As New Health Insurance Rate Increases Become Effective, Consumer Group Provides Analysis & Offers Recommendations

Media Contacts
Diane E. Brown

Arizona PIRG Education Fund

Today, the Arizona PIRG Education Fund released A Glimpse into Arizona’s Health Insurance Rate Review Program. The document provides an initial analysis on how effectively Arizona is reviewing proposed health insurance rate increases for the individual market since taking over that responsibility from the federal government. Under the Patient Protection and Affordable Care Act (ACA), any proposed premium health insurance rate increase of 10 percent or greater needs to be reviewed.

While the Arizona Department of Insurance (ADOI) is required to provide transparency for applicable rate increases, require justification from insurers, scrutinize rate increase proposals, and determine if a proposed rate increase is reasonable or unreasonable; ADOI lacks the authority from the state to deny an unjustified or unreasonable rate increase.

According to Diane E. Brown, Executive Director of the Arizona PIRG Education Fund, “Arizona can protect consumers by carefully examining proposed health insurance rate increases and operating in a transparent manner. However, to prevent rate shock, ADOI needs the authority to deny unreasonable rate hikes.”

Working with an actuary in Arizona, the Arizona PIRG Education Fund assessed four different rate filings chosen in part to provide a sampling of well-known and lesser known insurers; rate increases about to occur in either the individual or small group market; and to highlight any positive or negative trends that may impact the cost of health care for Arizonans.

Three of the actuarial reviews are for rate increases effective as of today:

  • Blue Cross Blue Shield of Arizona has a 10.9% average annual rate increase impacting 67,248 individuals which includes a 14.8% rate increase on 12,829 individuals renewing during July 1-September 30, 2013,
  • Golden Rule Insurance Company (parent company is UnitedHealthcare) has an 18.5% average weighted rate increase proposed (10.4% over the previously filed rate increase) impacting 31,946 individuals, and,
  • Aetna Small Group has a 14.1% rate increase impacting 46,916 individuals 

The fourth review, Blue Cross Blue Shield of Arizona, is for an increase effective 10/1/2013 which will be a 13.3% average annual rate increase including a 15.7% rate increase on individuals renewing during October 1-December 31, 2013.

The group included factors deemed relevant to best protecting consumers in their review including:

  • Was the average rate increase proposed based on clear methodology, data and calculations?
  • Are certain individuals expected to receive a significantly higher or lower increase than the proposed average, and if so, what factors contribute to this calculation?
  • Was the projected medical costs and assumptions adequately supported by data and calculations?
  • Has the insurer demonstrated an effort to control the underlying rise in medical costs while improving quality? and,
  • Was there evidence of the insurer making efforts to cut waste?

Key findings included:

1.      ADOI deserves credit for encouraging stakeholders to offer suggestions to improve transparency of the filings and the rate review process, alerting interested parties when an applicable rate increase is filed and has been determined, and being responsive to inquiries on the rate process and on specific filings.

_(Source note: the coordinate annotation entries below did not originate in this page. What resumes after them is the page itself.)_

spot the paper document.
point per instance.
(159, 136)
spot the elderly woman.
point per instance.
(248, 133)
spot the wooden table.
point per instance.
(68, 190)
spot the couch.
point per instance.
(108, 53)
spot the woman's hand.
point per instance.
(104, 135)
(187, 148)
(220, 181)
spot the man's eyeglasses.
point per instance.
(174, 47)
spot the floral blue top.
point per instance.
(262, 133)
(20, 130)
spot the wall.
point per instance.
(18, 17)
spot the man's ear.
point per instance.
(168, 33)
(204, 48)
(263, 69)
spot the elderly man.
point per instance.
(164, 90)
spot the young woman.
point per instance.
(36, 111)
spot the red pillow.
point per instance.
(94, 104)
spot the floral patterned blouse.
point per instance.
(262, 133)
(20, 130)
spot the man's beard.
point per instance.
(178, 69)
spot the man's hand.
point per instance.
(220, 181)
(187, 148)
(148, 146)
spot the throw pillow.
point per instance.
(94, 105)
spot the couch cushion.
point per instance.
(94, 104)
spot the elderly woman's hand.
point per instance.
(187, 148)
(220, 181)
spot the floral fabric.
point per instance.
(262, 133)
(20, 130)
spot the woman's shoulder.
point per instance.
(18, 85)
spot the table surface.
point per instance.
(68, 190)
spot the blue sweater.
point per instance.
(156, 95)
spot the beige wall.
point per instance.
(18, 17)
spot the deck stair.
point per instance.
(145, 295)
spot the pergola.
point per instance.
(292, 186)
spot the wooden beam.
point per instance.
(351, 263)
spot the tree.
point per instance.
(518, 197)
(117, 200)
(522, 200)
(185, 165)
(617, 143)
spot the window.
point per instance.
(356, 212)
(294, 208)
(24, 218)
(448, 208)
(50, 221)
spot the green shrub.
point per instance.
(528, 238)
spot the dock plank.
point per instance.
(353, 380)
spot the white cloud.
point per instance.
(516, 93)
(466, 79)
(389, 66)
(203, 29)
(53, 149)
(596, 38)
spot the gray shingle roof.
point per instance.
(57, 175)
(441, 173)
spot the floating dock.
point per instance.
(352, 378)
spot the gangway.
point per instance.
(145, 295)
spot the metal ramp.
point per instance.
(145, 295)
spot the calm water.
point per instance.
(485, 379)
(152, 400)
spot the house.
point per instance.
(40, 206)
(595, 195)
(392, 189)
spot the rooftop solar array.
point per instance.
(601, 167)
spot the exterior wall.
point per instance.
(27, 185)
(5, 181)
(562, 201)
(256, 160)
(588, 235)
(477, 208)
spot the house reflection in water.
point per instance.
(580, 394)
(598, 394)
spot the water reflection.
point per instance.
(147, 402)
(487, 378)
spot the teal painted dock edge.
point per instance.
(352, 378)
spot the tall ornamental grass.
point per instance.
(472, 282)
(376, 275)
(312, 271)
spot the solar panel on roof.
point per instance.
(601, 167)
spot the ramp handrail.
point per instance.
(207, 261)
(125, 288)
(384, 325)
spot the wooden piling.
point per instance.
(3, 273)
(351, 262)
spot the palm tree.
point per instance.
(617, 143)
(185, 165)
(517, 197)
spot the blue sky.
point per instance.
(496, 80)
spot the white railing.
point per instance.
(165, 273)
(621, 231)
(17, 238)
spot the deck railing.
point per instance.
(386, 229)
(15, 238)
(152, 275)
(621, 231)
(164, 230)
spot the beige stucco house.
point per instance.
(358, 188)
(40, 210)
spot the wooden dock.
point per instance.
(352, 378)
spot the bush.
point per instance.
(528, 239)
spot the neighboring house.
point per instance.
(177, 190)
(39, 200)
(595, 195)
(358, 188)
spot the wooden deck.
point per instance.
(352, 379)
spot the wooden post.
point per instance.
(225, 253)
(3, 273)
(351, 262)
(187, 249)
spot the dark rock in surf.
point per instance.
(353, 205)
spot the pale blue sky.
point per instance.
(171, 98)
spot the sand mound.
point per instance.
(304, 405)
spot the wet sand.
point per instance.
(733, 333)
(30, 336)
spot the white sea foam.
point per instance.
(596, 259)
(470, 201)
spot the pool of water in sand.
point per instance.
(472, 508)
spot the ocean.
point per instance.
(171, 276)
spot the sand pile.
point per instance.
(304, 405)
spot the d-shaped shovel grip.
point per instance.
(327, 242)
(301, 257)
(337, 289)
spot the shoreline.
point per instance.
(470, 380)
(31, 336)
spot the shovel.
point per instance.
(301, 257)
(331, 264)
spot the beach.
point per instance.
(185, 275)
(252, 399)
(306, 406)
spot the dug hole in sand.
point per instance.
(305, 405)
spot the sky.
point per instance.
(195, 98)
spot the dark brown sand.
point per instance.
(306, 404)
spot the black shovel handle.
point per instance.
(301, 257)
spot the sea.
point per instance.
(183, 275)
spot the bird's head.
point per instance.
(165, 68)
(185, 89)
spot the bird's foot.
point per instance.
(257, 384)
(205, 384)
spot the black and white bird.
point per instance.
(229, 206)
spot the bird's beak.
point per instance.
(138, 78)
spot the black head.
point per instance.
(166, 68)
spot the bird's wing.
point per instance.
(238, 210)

2.      Information about proposed health insurance rate increases is difficult to find on the ADOI website; in particular, it is challenging to access the actual rate filing.

3.      The complete rate filing does not appear to be transparent. For example, supplemental information, such as documents from the insurer in response to a question from ADOI, does not appear to be publicly available.

4.      Insurers appear to have not provided the public with sufficient information to justify their proposed rate increase and the underlying assumptions, particularly in the case of the insurers’ projected medical costs.

5.      Affordable Care Act (ACA) Medical Loss Ratios are sometimes only narrowly surpassing the 80% standard and may require insurers’ to issue rebates if their medical costs come in under projections.

6.      Insurers are currently not required to show that proposed rate increases are based on reasonable administrative costs and are not required to explain what they are doing to reduce rising medical costs in ways that improve quality.

7.      ADOI can determine a rate increase to be unjustified; however, they do not have the authority from the state to protect consumers from an unreasonable rate increase.

Based on assessment of the rate filings, the Arizona PIRG Education Fund recommends that ADOI conducts the following to strengthen the effectiveness of our state’s health insurance rate review process:

1.      Further expand transparency. Make the filings easier to locate on the ADOI website and make supplemental filing documents publicly available;

2.      Require insurers to thoroughly justify rate increase proposals. The justification should include the data and calculations necessary to evaluate their proposal as well as reasonable administrative costs and a strategy to lower health care costs. ADOI should then carefully scrutinize each of the insurers’ justifications; and,

3.      Request and advocate for authority to deny rate increases that are unjustified or unreasonable to better protect individual consumers and small businesses from excessive rate increases. Over thirty other states already have prior approval authority for at least some insurance products, including New Mexico, Nevada and Colorado.